As daunting as our economic challenges may appear, we would be in a far worse position had President Obama's stimulus program not been implemented and had he not continued the financial industry and auto rescue operations begun under President Bush.
Steven Rattner is the Obama administration's former lead auto adviser.
|E.J. Dionne: Why Isn't Mitt Romney Ahead?|
The most interesting question about this year's election is not why it seems relatively close, but why – with unemployment at over 8% -- Mitt Romney doesn't have a lead.
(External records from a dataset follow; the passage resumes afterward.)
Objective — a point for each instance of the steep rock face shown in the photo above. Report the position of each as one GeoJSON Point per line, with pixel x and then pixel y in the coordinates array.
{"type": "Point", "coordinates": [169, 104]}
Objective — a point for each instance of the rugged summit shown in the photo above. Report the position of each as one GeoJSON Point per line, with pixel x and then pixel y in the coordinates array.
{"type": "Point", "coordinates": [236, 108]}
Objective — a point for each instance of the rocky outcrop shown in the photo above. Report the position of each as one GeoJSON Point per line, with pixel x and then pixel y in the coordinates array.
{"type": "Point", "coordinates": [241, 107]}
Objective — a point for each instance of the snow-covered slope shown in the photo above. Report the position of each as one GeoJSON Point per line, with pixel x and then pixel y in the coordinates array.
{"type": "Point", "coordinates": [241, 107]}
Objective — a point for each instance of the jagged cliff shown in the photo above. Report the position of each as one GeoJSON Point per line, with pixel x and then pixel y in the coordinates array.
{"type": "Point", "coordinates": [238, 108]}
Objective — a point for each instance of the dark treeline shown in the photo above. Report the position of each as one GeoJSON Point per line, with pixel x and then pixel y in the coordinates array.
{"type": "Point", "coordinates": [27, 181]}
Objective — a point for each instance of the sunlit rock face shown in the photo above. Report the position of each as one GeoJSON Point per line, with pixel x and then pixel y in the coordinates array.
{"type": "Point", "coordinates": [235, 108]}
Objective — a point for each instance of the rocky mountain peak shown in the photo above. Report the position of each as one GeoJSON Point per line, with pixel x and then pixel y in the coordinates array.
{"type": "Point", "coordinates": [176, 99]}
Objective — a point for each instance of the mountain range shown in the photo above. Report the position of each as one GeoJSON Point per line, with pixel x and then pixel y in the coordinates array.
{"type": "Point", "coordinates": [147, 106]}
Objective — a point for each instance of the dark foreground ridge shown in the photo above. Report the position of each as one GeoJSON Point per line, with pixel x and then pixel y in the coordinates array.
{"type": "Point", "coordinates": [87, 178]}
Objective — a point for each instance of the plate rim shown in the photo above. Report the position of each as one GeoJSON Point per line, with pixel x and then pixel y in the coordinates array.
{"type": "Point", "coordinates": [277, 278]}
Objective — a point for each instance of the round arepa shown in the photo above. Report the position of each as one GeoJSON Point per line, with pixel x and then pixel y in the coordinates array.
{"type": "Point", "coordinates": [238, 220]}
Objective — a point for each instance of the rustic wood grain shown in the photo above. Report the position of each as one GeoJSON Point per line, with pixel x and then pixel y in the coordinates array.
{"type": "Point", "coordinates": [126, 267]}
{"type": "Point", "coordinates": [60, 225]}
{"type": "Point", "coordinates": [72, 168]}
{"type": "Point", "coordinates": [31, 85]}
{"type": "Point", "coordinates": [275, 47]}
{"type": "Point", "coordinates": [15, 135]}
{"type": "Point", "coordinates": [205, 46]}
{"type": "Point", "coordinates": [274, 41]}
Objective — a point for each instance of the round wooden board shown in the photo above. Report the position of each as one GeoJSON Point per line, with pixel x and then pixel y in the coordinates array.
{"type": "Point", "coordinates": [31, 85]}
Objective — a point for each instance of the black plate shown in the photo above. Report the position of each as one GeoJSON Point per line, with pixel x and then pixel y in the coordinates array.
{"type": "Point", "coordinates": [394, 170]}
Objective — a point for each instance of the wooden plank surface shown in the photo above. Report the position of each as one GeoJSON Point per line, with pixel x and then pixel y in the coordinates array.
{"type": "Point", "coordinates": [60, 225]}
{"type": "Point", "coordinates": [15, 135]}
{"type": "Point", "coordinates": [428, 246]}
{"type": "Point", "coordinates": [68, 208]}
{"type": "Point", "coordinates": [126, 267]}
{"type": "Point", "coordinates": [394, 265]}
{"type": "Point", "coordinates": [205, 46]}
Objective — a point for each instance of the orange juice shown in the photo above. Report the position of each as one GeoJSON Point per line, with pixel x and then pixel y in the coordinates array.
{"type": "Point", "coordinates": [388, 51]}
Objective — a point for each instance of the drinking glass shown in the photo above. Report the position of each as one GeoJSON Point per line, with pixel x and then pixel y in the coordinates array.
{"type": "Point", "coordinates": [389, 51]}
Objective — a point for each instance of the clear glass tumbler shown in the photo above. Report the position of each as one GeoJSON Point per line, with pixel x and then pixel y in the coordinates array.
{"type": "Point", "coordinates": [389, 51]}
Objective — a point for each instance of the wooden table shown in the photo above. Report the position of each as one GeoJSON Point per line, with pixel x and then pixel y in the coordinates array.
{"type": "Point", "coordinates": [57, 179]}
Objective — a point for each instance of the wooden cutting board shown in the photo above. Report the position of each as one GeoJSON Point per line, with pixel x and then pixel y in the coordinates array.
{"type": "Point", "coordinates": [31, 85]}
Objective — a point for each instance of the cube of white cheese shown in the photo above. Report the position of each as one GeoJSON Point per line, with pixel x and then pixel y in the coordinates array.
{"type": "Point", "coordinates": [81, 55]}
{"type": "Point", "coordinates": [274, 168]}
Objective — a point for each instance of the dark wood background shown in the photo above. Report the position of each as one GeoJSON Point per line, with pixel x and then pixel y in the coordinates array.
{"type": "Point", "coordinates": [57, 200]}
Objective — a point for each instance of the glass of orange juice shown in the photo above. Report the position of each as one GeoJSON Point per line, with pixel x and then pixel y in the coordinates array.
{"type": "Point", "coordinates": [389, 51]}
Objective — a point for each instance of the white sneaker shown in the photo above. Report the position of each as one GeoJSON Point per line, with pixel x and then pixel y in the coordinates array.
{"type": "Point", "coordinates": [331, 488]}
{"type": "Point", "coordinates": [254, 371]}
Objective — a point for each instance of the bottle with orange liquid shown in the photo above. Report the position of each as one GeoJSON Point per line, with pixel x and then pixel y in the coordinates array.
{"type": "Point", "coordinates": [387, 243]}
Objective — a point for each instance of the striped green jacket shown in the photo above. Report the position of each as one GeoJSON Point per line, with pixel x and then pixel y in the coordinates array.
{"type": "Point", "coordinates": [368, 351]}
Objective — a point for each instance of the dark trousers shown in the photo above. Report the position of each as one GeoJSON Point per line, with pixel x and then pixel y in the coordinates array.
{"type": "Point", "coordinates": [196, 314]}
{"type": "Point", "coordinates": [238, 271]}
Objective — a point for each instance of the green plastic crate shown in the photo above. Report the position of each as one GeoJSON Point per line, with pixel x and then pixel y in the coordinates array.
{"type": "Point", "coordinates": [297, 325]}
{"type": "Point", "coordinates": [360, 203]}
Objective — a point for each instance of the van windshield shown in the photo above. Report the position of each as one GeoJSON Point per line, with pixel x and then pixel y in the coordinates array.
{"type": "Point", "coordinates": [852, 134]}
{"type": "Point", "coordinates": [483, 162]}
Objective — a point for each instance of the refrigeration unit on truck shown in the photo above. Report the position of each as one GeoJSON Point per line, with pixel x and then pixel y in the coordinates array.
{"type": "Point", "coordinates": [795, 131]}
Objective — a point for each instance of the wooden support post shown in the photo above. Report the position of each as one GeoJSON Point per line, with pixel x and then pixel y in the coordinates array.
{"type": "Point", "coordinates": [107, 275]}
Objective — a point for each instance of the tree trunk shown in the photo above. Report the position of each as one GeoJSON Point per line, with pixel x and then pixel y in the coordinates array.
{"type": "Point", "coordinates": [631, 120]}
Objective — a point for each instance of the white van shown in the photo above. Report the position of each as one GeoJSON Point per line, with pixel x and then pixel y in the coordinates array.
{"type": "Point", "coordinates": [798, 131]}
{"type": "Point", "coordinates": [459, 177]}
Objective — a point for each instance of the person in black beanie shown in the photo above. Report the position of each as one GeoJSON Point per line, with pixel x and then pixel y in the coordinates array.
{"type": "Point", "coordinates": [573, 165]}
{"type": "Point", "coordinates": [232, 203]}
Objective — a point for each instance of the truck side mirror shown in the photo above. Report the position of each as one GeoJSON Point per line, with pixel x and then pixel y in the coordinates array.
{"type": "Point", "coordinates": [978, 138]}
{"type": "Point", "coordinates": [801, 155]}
There are some obvious explanations. Romney had a difficult time in the Republican primaries, where all of his opponents questioned his conservative credentials. President Obama is helped by the fact that many voters still blame President Bush for our economic troubles. And even though the campaign feels to many of us as if it's gone on forever, a lot of voters still don't know all that much about Romney yet.
But that's only part of it. It appears that Obama has something that Ronald Reagan had: a very solid base of support. Geoff Garin, a Democratic pollster, believes the rock-solid Obama base is around 45%. That's not all that far from 50.
And Romney has spent very little time introducing himself to the electorate. A substantial share of Romney's advertising in the primaries consisted of attacks on his opponents. The Obama campaign and the pro-Obama super PAC, on the other hand, have been quite successful in introducing Romney in a negative way, particularly through assaults on Romney's experience at Bain Capital. Polling in the swing states suggests that these commercials are bringing down Romney's numbers. And then there are the swing states themselves: most of them are faring better economically than the nation as a whole. There are a number of schools of thought about this among political scientists. Some argue that the national economy trumps the local economy when it comes to influencing voter perception. But others stress that voters cast ballots on the basis of their own economic experience, and swing state voters may simply feel better about things.
Last but not least is the unpopularity of the Republicans in Congress. The GOP standing is not what it was on the eve of the 2010 elections. That's probably hurting Romney, too. One of the arguments I make in my new book, "Our Divided Political Heart," is that conservatives have embraced a radical brand of individualism and in the process shifted their movement to the right of where it used to be. Romney has chosen to follow the party down this path and in the process has opened up a wide middle ground for the president.
The Republican hope is that 2012 will be like 1980 -- the election will stay close until the end when voters decide that they have had enough of the incumbent. I don't think Republicans should be counting on this. Barack Obama is not Jimmy Carter, Mitt Romney is not Ronald Reagan, the composition of the electorate is more favorable to Democrats, and we do not face a foreign policy challenge akin to the Iranian hostage crisis. Yes, a sharp dip in the economy or unexpected foreign troubles could change the calculus in Romney's favor. But for now, I think conservative critics of Romney's strategy are right to be impatient. Under rather difficult circumstances, Obama is doing pretty well.
E.J. Dionne is the author of the new book "Our Divided Political Heart: The Battle for the American Idea in an Age of Discontent" and a Washington Post columnist.